Because really, when you think about it, how are companies like StreamElements or StreamLabs making money? For StreamLabs they first spent years ripping off the viewers by tricking them into subscription tiers and refusing to cancel or refund them, and then pivoted to a streamer-subscription model, but the features haven't been that compelling. Especially when most of their actual “software features” worth paying for are freely available in the free/open-source program they used to build theirs ontop of.

With StreamElements, it seems most of it comes via Merch Sales and trying to negotiate brand deals – which both have the unfortunate consequence of being a bad deal for both the streamer and the viewer and only really appealing to very small streamers.

Perhaps SE has turned into a complete money sink in an awkward situation of being a massive user-acquisition basis, but having nothing to monetize.
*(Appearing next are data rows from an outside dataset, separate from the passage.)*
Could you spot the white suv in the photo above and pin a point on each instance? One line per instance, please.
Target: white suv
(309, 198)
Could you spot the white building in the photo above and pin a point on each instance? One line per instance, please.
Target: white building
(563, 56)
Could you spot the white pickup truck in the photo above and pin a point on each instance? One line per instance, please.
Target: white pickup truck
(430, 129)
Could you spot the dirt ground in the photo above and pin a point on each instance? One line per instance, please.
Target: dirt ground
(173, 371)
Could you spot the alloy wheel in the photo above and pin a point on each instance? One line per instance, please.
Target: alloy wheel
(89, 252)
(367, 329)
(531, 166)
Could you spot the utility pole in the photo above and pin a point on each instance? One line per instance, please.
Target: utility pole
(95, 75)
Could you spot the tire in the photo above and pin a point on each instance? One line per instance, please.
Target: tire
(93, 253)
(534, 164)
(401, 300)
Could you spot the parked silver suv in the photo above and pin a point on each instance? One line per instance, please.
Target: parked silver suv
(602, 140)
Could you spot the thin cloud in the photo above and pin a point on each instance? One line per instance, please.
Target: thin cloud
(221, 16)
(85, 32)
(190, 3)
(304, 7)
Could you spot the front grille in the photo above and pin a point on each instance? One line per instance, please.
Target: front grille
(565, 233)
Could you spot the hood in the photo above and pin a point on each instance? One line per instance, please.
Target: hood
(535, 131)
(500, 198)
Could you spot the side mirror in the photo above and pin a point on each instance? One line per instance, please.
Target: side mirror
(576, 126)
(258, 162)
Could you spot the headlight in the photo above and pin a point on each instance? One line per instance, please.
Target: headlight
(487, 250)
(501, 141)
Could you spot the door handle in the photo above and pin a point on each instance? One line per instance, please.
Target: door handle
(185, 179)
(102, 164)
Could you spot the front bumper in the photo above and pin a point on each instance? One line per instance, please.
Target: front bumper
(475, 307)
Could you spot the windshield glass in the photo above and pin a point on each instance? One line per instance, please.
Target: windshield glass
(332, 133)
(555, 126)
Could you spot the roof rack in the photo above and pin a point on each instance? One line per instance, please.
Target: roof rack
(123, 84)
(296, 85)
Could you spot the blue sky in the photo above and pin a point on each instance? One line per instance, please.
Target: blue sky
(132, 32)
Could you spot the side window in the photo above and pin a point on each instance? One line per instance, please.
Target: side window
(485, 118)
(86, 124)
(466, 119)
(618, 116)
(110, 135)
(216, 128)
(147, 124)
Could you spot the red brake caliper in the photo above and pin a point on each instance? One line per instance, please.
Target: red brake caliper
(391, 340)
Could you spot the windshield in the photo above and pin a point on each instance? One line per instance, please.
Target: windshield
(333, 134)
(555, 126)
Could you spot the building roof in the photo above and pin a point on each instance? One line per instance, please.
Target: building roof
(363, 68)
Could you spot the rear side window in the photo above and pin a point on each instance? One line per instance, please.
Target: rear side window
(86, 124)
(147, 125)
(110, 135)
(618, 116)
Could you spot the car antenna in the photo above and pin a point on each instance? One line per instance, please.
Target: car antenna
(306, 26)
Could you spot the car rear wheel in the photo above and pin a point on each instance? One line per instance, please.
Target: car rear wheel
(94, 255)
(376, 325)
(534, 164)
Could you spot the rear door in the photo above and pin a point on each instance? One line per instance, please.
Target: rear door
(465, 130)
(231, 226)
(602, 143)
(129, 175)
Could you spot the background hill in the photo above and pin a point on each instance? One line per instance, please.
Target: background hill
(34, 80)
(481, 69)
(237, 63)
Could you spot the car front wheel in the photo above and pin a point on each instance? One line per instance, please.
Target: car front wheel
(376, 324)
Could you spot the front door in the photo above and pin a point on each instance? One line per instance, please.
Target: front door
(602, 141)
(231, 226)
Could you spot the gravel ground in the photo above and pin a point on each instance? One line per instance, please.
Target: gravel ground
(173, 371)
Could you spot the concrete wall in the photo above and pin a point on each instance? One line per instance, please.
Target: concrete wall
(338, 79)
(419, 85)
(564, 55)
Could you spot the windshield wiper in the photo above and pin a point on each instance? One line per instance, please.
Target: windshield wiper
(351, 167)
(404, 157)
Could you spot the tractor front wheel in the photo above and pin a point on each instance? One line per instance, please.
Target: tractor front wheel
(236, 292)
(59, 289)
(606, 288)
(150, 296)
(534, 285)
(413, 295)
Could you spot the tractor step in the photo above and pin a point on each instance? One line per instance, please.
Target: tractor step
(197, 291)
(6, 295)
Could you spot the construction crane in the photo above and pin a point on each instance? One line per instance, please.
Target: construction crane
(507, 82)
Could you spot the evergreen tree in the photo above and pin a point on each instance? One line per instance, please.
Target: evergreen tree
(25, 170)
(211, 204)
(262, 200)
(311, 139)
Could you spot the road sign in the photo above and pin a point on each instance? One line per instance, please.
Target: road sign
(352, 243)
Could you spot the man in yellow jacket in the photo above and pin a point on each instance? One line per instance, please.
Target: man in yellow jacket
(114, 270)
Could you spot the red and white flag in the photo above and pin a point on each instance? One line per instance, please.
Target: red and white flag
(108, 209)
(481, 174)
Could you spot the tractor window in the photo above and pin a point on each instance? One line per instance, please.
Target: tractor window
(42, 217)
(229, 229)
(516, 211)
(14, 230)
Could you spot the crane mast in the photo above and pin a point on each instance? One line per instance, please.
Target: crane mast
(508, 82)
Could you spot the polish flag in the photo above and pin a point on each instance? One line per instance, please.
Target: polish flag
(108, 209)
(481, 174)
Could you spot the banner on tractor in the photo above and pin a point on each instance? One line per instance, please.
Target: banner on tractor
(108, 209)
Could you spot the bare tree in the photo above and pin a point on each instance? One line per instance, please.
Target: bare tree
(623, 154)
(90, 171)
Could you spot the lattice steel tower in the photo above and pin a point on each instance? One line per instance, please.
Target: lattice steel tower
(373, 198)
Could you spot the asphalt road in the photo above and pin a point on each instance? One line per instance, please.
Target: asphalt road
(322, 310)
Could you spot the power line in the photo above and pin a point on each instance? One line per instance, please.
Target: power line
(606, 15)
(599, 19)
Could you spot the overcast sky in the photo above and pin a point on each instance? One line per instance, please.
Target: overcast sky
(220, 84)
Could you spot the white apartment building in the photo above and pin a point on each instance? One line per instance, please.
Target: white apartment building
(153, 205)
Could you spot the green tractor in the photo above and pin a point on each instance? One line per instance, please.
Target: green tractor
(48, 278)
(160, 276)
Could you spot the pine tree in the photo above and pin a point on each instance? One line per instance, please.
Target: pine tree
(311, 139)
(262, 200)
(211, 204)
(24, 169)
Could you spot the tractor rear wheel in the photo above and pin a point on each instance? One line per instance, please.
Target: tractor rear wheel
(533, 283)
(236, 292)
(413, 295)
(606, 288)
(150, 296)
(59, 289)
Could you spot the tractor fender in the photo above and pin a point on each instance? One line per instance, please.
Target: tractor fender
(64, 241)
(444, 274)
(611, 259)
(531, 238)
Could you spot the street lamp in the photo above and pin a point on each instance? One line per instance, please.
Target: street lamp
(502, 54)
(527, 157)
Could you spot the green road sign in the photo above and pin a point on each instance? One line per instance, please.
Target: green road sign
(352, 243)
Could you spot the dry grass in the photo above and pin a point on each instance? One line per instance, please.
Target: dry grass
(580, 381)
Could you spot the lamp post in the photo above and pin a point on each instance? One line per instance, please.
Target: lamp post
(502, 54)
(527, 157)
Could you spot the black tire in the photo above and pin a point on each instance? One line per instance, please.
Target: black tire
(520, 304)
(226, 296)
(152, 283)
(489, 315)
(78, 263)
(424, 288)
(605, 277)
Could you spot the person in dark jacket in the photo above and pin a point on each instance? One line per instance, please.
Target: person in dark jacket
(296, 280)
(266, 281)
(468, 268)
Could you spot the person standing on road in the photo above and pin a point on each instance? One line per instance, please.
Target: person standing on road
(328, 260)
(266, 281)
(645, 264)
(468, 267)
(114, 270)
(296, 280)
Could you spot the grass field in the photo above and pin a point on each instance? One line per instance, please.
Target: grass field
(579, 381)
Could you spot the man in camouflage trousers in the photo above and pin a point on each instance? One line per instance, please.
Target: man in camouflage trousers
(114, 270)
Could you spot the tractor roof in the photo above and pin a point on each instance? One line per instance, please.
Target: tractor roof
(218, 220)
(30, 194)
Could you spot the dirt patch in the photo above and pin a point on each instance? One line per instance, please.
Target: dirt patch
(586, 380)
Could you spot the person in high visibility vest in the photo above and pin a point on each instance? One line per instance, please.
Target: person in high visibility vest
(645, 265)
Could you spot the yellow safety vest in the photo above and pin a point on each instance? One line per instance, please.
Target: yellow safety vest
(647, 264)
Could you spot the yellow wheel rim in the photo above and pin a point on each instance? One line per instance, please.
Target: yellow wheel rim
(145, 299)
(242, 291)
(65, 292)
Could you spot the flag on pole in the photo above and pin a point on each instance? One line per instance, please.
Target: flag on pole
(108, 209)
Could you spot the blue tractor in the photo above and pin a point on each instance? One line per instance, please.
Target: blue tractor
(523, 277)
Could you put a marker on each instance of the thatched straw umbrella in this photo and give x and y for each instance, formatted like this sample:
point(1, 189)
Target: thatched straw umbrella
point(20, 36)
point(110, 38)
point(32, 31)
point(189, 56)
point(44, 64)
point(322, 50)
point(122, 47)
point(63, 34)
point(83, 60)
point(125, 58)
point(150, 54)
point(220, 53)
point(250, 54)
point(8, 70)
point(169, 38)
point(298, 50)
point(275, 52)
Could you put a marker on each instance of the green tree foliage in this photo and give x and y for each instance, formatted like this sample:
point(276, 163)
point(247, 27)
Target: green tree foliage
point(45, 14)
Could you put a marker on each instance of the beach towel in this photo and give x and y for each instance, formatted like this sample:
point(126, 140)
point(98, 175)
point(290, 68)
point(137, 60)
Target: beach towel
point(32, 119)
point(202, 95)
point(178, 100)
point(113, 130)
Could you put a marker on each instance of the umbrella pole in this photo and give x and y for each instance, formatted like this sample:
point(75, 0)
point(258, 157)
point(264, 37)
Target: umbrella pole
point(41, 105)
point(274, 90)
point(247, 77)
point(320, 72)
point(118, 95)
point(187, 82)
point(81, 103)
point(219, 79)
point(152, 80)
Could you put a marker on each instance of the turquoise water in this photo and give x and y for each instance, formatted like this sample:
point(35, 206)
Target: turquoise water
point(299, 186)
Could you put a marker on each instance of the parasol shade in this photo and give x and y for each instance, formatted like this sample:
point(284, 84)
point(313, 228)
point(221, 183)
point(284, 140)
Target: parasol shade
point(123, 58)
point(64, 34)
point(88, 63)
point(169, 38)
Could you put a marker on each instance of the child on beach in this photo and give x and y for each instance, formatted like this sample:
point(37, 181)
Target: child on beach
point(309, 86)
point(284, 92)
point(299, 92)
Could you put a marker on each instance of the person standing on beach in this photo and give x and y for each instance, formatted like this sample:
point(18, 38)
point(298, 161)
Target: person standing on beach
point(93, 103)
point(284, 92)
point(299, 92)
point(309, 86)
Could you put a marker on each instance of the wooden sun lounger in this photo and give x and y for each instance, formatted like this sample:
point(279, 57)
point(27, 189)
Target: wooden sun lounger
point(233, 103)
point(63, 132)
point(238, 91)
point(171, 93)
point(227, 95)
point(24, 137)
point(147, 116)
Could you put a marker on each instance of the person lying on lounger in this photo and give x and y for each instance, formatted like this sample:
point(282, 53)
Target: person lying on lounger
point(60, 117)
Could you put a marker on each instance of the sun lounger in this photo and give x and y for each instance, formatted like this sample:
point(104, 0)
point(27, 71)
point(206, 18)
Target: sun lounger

This will be the first of many layoff rounds within the streamer space you will hear about. Money in this scene is drying up in many ways. It's not “the end”, but it's definitely a rut.

The Future

It's hard to predict the future in any market or environment, and I don't really have a business mind, BUT there's some writing on the walls. + The newbie/beginner streamer was once a gold mine for these companies – from peripherals, to services, to courses, memberships, etc. – but that audience is dwindling or almost completely gone. + Any real money to be made in this space was already coming from the middle-to-higher-tier streamers in the first place – but with the newbie money pool drying up, more companies and products will be targeting those higher-tier streamers and their wallets. + Paid service models where you actually have to pay for worthwhile/crucial features to your stream, instead of having it for free and hoping “the community” will fully back it, or that VC funding will keep it going indefinitely... things cost money. These will be the focus. + Free services that nickel and dime the low-hanging-fruit masses will slow development and/or shut down. + Streaming – especially casual game streaming with minimal deliverable “value” to the viewer, and instead purely relying on parasocial manipulation – will become less relevant and less viable as primary focus, and instead 100% will have to be rolled up into a more developed content strategy.

It sucks that things are rolling downhill so fast. The current estimations for this recession are ~18 months? Maybe we'll see some tide shifts next summer. But in the meantime, we all have to adapt.